Por outro lado, se você precisa do bem imediatamente, o financiamento pode ser o caminho mais rápido — mas também o mais caro.
Veja o comparativo:
| Critério | Consórcio | Financiamento |
|---|---|---|
| Juros | Não há juros. | Juros compostos mensais. |
| Taxa de administração | Sim, fixa e previsível (pode incluir fundo de reserva). | Composição no CET (custo efetivo total) + tarifas. |
| Entrega do bem | Após sorteio ou lance (planejamento). | Imediata (custo maior pela urgência). |
| Valor final pago | Próximo ao valor à vista + taxa de administração. | Pode se aproximar do dobro, dependendo da taxa/prazo. |
| Perfil ideal | Planejador, disciplinado, sem urgência. | Quem precisa do bem agora e aceita pagar mais. |
Dica JRV Corretora: simule ambos os cenários para ver o impacto no seu orçamento. | ||
Como aumentar suas chances de ser contemplado no consórcio
Muitos desistem do consórcio por medo de “nunca serem contemplados”.
Mas existem formas de acelerar o processo:
- Participar ativamente das assembleias — cada mês é uma nova chance de contemplação.
- Dar lances — você pode ofertar parte do saldo devedor para tentar ser contemplado antes.
- Escolher grupos em andamento — há consórcios com prazos mais curtos ou com cotas já contempladas à venda.
Com planejamento, é possível ser contemplado rapidamente e ainda pagar bem menos do que em um financiamento.
Por que o consórcio é mais vantajoso financeiramente
O segredo está na ausência de juros.
Enquanto o financiamento remunera o banco todos os meses com juros compostos, o consórcio é uma forma colaborativa de compra — cada participante contribui para o fundo comum, e todos têm a chance de serem beneficiados ao longo do tempo.

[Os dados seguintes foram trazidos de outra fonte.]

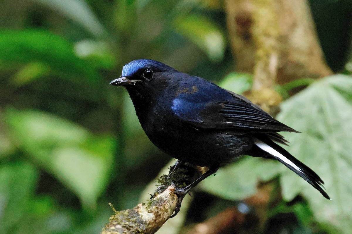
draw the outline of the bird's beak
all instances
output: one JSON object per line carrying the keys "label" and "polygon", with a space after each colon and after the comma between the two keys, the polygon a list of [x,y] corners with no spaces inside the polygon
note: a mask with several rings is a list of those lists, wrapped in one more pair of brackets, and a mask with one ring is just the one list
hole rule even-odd
{"label": "bird's beak", "polygon": [[110,83],[111,85],[135,85],[136,82],[141,81],[140,80],[128,80],[126,77],[120,77],[115,79]]}

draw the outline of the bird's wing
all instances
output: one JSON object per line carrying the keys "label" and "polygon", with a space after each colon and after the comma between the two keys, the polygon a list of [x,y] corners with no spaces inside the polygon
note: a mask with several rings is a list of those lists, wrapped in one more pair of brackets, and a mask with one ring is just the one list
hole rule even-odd
{"label": "bird's wing", "polygon": [[297,132],[240,95],[207,82],[192,87],[197,92],[179,94],[171,109],[179,119],[196,128],[234,129],[245,133]]}

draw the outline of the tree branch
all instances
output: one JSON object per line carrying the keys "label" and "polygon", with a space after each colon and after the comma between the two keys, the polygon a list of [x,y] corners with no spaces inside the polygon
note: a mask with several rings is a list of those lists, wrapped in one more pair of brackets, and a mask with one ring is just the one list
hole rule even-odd
{"label": "tree branch", "polygon": [[175,187],[171,185],[146,204],[125,210],[114,210],[115,214],[101,234],[154,233],[174,213],[177,199]]}

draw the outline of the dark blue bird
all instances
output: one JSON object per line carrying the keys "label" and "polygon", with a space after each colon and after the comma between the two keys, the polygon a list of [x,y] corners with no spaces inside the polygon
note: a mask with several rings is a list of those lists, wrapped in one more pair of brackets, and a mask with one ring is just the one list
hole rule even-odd
{"label": "dark blue bird", "polygon": [[277,132],[297,132],[244,97],[147,59],[125,65],[110,84],[126,87],[142,127],[159,149],[209,168],[180,193],[247,155],[278,160],[330,199],[320,177],[276,144],[287,143]]}

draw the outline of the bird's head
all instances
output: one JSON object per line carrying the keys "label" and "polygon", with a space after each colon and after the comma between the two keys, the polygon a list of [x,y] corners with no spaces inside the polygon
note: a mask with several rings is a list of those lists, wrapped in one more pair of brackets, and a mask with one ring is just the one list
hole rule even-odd
{"label": "bird's head", "polygon": [[168,85],[169,75],[176,70],[153,60],[138,59],[124,66],[121,76],[110,82],[112,85],[123,86],[128,91],[138,93],[164,89]]}

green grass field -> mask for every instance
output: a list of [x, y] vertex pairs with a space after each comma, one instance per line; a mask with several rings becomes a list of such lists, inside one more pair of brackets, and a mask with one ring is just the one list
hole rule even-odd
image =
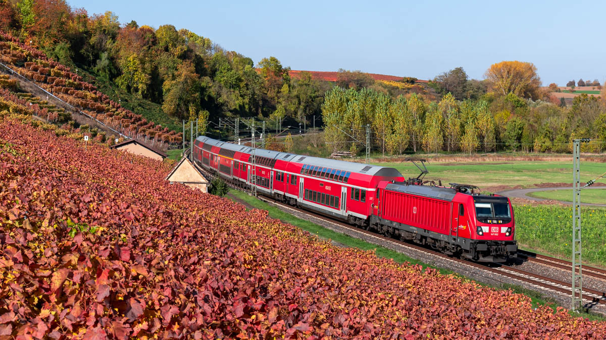
[[[572, 189], [548, 190], [536, 191], [528, 194], [528, 196], [546, 200], [572, 201]], [[581, 201], [585, 203], [606, 204], [606, 188], [583, 190], [581, 194]]]
[[575, 91], [574, 92], [570, 92], [569, 90], [562, 90], [562, 92], [565, 92], [566, 93], [576, 93], [581, 94], [582, 93], [585, 93], [587, 94], [599, 94], [599, 91], [591, 91], [591, 90], [581, 90], [581, 91]]
[[[410, 162], [376, 163], [399, 170], [405, 177], [416, 177], [419, 169]], [[521, 185], [530, 187], [541, 183], [572, 183], [570, 162], [484, 162], [469, 163], [430, 162], [425, 179], [448, 183], [488, 186]], [[606, 164], [583, 162], [581, 181], [594, 179], [606, 171]]]

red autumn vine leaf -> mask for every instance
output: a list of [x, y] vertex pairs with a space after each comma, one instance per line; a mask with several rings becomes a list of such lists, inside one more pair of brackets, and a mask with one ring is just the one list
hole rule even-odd
[[171, 185], [165, 163], [2, 117], [0, 150], [0, 336], [606, 338], [565, 310]]

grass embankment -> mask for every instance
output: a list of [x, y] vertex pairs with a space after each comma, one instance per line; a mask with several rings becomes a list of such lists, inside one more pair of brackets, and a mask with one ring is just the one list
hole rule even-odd
[[[398, 252], [391, 250], [390, 249], [388, 249], [384, 247], [381, 247], [376, 244], [373, 244], [372, 243], [369, 243], [368, 242], [365, 242], [361, 240], [359, 240], [358, 238], [355, 238], [350, 236], [348, 236], [347, 235], [334, 232], [331, 230], [328, 229], [327, 228], [316, 224], [315, 223], [313, 223], [309, 221], [299, 218], [290, 214], [284, 212], [284, 211], [282, 211], [279, 209], [272, 205], [268, 204], [265, 202], [264, 202], [260, 200], [255, 198], [255, 197], [250, 196], [245, 192], [242, 192], [242, 191], [230, 189], [228, 194], [229, 195], [233, 196], [233, 197], [236, 197], [241, 201], [244, 201], [247, 204], [255, 208], [267, 211], [269, 216], [273, 218], [276, 218], [281, 221], [282, 221], [283, 222], [292, 224], [293, 226], [296, 226], [303, 230], [309, 232], [311, 234], [318, 235], [321, 238], [325, 240], [330, 240], [347, 247], [356, 247], [364, 250], [374, 250], [377, 256], [384, 257], [385, 258], [391, 258], [393, 259], [394, 261], [399, 263], [408, 262], [411, 264], [417, 264], [422, 266], [424, 268], [428, 267], [431, 268], [436, 269], [438, 270], [439, 270], [441, 273], [444, 275], [449, 275], [454, 273], [456, 276], [461, 277], [462, 280], [473, 281], [471, 280], [471, 279], [468, 279], [467, 278], [461, 276], [461, 275], [458, 275], [453, 273], [450, 270], [445, 269], [444, 268], [439, 268], [434, 266], [427, 264], [417, 260], [410, 258]], [[228, 196], [228, 197], [233, 200], [232, 197], [230, 197], [229, 196]], [[533, 307], [536, 307], [537, 306], [539, 306], [545, 305], [549, 306], [552, 310], [554, 310], [554, 312], [555, 312], [556, 308], [558, 306], [558, 304], [557, 304], [553, 299], [547, 296], [545, 296], [542, 294], [541, 294], [540, 293], [538, 293], [537, 292], [534, 292], [534, 290], [527, 289], [525, 288], [520, 287], [519, 286], [503, 284], [499, 286], [492, 286], [490, 285], [484, 284], [481, 283], [478, 283], [482, 286], [493, 287], [496, 289], [499, 289], [499, 290], [511, 289], [515, 293], [518, 293], [519, 294], [524, 294], [530, 298], [530, 299], [532, 300]], [[584, 318], [588, 318], [591, 320], [606, 321], [606, 318], [602, 316], [601, 315], [595, 315], [593, 314], [588, 314], [586, 313], [572, 313], [570, 312], [569, 313], [571, 315], [573, 315], [574, 316], [582, 316]]]
[[[572, 252], [572, 208], [515, 206], [516, 239], [521, 248], [568, 258]], [[606, 209], [581, 207], [584, 262], [606, 267]]]
[[[572, 188], [562, 190], [548, 190], [535, 191], [528, 194], [528, 196], [546, 200], [572, 201]], [[583, 190], [581, 195], [581, 201], [584, 203], [606, 204], [606, 188], [591, 188]]]
[[[480, 188], [504, 185], [530, 187], [542, 183], [572, 183], [572, 156], [570, 158], [570, 162], [430, 162], [426, 163], [429, 174], [425, 179], [436, 181], [439, 179], [443, 185], [467, 183]], [[376, 164], [395, 168], [405, 177], [416, 177], [419, 173], [419, 169], [410, 162]], [[594, 179], [605, 170], [606, 165], [603, 163], [583, 162], [581, 181]]]

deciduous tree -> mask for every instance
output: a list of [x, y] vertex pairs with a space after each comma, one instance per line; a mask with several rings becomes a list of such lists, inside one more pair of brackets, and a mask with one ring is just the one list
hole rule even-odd
[[164, 103], [162, 110], [179, 119], [188, 118], [190, 111], [197, 113], [200, 107], [201, 85], [191, 62], [179, 65], [173, 79], [164, 82]]
[[491, 65], [484, 76], [492, 82], [493, 88], [503, 96], [513, 93], [521, 97], [540, 99], [538, 97], [541, 79], [532, 63], [501, 62]]

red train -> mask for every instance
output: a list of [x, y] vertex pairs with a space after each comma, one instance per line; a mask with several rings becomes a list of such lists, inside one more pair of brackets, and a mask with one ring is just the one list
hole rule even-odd
[[195, 140], [193, 156], [236, 186], [255, 185], [264, 195], [360, 227], [476, 261], [516, 256], [507, 197], [476, 194], [471, 185], [423, 185], [421, 168], [421, 175], [407, 180], [392, 168], [259, 148], [253, 155], [250, 146], [206, 137]]

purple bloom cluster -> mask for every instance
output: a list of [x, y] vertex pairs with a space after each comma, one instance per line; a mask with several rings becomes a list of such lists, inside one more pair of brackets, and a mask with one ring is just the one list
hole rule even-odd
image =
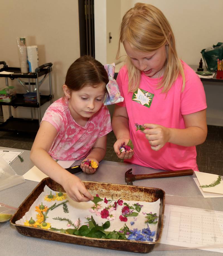
[[142, 231], [138, 230], [137, 229], [134, 229], [133, 230], [130, 230], [131, 233], [127, 238], [129, 240], [135, 240], [136, 241], [149, 241], [152, 242], [153, 241], [151, 236], [154, 236], [156, 234], [155, 231], [152, 232], [149, 226], [147, 225], [147, 228], [144, 228]]

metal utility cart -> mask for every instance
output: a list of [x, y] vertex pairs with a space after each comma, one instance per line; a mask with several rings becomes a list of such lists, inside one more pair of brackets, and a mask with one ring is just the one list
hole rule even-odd
[[[11, 102], [0, 102], [0, 105], [8, 106], [9, 118], [6, 121], [0, 124], [0, 131], [14, 131], [17, 132], [37, 132], [38, 130], [41, 121], [40, 106], [44, 103], [50, 101], [52, 103], [53, 97], [52, 91], [52, 82], [51, 72], [52, 66], [51, 62], [42, 65], [36, 69], [35, 73], [21, 73], [20, 68], [9, 67], [8, 67], [4, 61], [0, 61], [0, 64], [3, 65], [3, 67], [0, 69], [0, 72], [6, 71], [13, 72], [13, 74], [2, 74], [0, 73], [0, 77], [4, 77], [5, 79], [6, 85], [9, 86], [8, 79], [12, 80], [16, 79], [24, 88], [26, 92], [31, 92], [31, 86], [35, 86], [33, 91], [37, 93], [36, 102], [28, 103], [25, 102], [23, 93], [16, 93], [16, 97]], [[39, 88], [40, 86], [49, 75], [50, 94], [49, 95], [40, 95]], [[41, 80], [40, 77], [43, 76]], [[21, 80], [23, 79], [28, 79], [28, 82], [25, 82]], [[35, 80], [35, 82], [30, 82], [30, 79]], [[28, 88], [27, 88], [28, 86]], [[24, 107], [31, 108], [31, 118], [30, 119], [16, 118], [12, 115], [11, 106], [14, 108], [17, 107]], [[32, 108], [37, 108], [38, 111], [38, 120], [33, 119]]]

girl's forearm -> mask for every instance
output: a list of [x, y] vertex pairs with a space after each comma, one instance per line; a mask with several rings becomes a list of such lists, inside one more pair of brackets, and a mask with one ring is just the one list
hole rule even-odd
[[169, 130], [168, 142], [185, 147], [202, 144], [205, 141], [207, 135], [207, 130], [198, 127], [189, 127], [184, 129], [169, 128]]
[[128, 118], [121, 116], [113, 116], [112, 125], [113, 131], [117, 139], [120, 138], [130, 137]]
[[99, 147], [94, 148], [86, 158], [88, 158], [89, 160], [92, 158], [95, 158], [99, 162], [103, 159], [106, 153], [106, 149]]

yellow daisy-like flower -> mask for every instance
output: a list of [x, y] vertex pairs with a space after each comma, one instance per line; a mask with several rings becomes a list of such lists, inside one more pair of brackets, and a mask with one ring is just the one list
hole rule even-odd
[[27, 220], [25, 222], [24, 222], [24, 225], [25, 226], [28, 226], [29, 227], [37, 227], [37, 226], [40, 226], [40, 223], [37, 221], [35, 221], [31, 217], [31, 219], [29, 220]]
[[37, 214], [37, 221], [39, 223], [41, 223], [44, 220], [44, 217], [42, 213], [40, 213], [39, 214]]
[[51, 202], [51, 201], [54, 201], [55, 198], [55, 196], [53, 196], [52, 194], [52, 192], [50, 191], [50, 193], [49, 195], [47, 195], [44, 198], [44, 200], [47, 202]]
[[56, 196], [55, 199], [58, 201], [62, 201], [67, 198], [67, 194], [62, 192], [59, 192], [59, 193], [56, 192]]
[[36, 206], [36, 212], [37, 212], [41, 213], [41, 212], [46, 212], [48, 209], [48, 207], [45, 205], [43, 205], [43, 203], [42, 203], [41, 205], [39, 205], [38, 206]]
[[96, 169], [98, 167], [96, 162], [94, 162], [93, 160], [91, 160], [91, 166], [94, 169]]
[[42, 228], [45, 229], [49, 229], [50, 228], [51, 224], [50, 223], [44, 221], [40, 224], [40, 227], [42, 227]]

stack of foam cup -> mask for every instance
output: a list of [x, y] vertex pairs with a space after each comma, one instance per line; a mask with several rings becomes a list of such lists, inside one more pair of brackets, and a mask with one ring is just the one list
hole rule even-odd
[[27, 65], [27, 49], [26, 46], [19, 46], [20, 60], [21, 72], [27, 73], [28, 72]]
[[27, 46], [27, 54], [29, 71], [34, 73], [35, 70], [39, 65], [39, 58], [38, 56], [38, 48], [37, 45]]

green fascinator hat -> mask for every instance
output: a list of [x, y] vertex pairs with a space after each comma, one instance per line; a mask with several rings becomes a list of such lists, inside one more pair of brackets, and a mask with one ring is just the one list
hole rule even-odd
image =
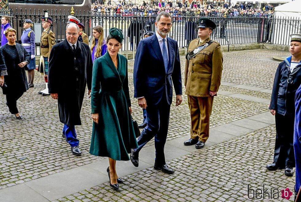
[[115, 27], [112, 27], [109, 30], [109, 34], [121, 44], [122, 43], [123, 40], [124, 39], [122, 30]]

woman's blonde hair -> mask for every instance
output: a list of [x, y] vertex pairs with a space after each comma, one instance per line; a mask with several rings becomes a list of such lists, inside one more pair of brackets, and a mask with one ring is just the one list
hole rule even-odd
[[17, 34], [17, 31], [14, 28], [8, 28], [7, 29], [5, 30], [4, 32], [4, 34], [5, 35], [5, 37], [6, 37], [7, 36], [7, 34], [9, 32], [15, 32], [15, 34]]
[[[95, 51], [95, 57], [98, 58], [101, 55], [101, 45], [104, 42], [104, 29], [101, 26], [98, 25], [95, 26], [92, 29], [93, 30], [95, 30], [99, 33], [101, 33], [99, 38], [98, 39], [98, 45], [96, 49], [96, 51]], [[91, 52], [93, 51], [93, 48], [96, 45], [96, 42], [95, 42], [95, 39], [93, 40], [93, 42], [92, 44], [92, 46], [91, 47]]]

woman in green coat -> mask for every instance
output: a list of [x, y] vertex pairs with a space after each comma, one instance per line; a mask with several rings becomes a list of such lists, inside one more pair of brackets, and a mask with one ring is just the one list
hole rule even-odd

Além disso, o consórcio estimula o hábito de poupar, já que as parcelas funcionam como uma forma de investimento mensal disciplinado, ajudando na educação financeira e na realização de metas com segurança.
Cuidados ao escolher um consórcio
Antes de entrar em um consórcio, é essencial verificar a credibilidade da administradora.
Certifique-se de que ela é autorizada e fiscalizada pelo Banco Central, e desconfie de promessas de contemplação imediata ou valores fora da média do mercado.
A JRV Corretora, por exemplo, trabalha apenas com administradoras de consórcios certificadas, garantindo total segurança e transparência em todas as etapas do processo.
Conclusão: planejamento é a chave para pagar menos
Se o seu objetivo é economizar e comprar de forma inteligente, o consórcio é, sem dúvida, a melhor alternativa.
Você paga parcelas que cabem no seu bolso, sem juros abusivos, e ainda aprende a se organizar financeiramente.
Já o financiamento pode ser útil quando há urgência, mas o preço dessa pressa é alto — e, em muitos casos, você paga quase o dobro pelo mesmo bem.